Incentives to increase the local availability of healthy food and better policing to give kids safe places to walk and play are just some things U.S. communities can do to help children stay at a healthy weight, according to a federal report released Tuesday.
The report, drafted by experts appointed by the Institute of Medicine and the National Research Council, notes that almost a third of the nation's children between 2 and 19 are now overweight or obese -- about 23 million kids. Overweight increases a child's odds for type 2 diabetes, high cholesterol, sleep apnea and a myriad of other health troubles.
But communities can turn the child-obesity epidemic around by helping kids and their parents make healthy choices easier. According to the report, communities could offer tax and other incentives to get smaller shops (often the only source of groceries in underserved areas) to offer more fruits and vegetables, or to encourage larger supermarkets to settle in the area. Schools should be situated near shops or restaurants that offer healthy food options, and away from fast-food outlets.
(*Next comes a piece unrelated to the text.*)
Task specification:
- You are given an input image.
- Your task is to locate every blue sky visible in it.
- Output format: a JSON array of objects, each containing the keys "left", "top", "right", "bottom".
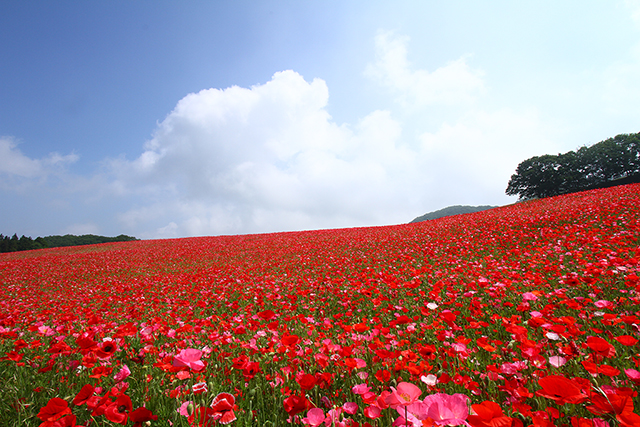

Kids might also be encouraged to walk or bike to school if better policing resulted in safer streets, the report said.
In many neighborhoods right now, finding exercise or healthy food isn't easy, and "too often the easiest thing to do is the least healthy, and that goes for kids," family physician Dr. Eduardo Sanchez, chairman of the expert committee that prepared the report and vice president and chief medical officer of Blue Cross Blue Shield of Texas, told USA Today.
Some of the initiatives outlined in the report will cost money, but Sanchez said that "(benefits from) the relative costs involved far outweigh the cost of doing nothing. Obesity in children leads to some diseases, and the cost of their medical care will go up fairly quickly."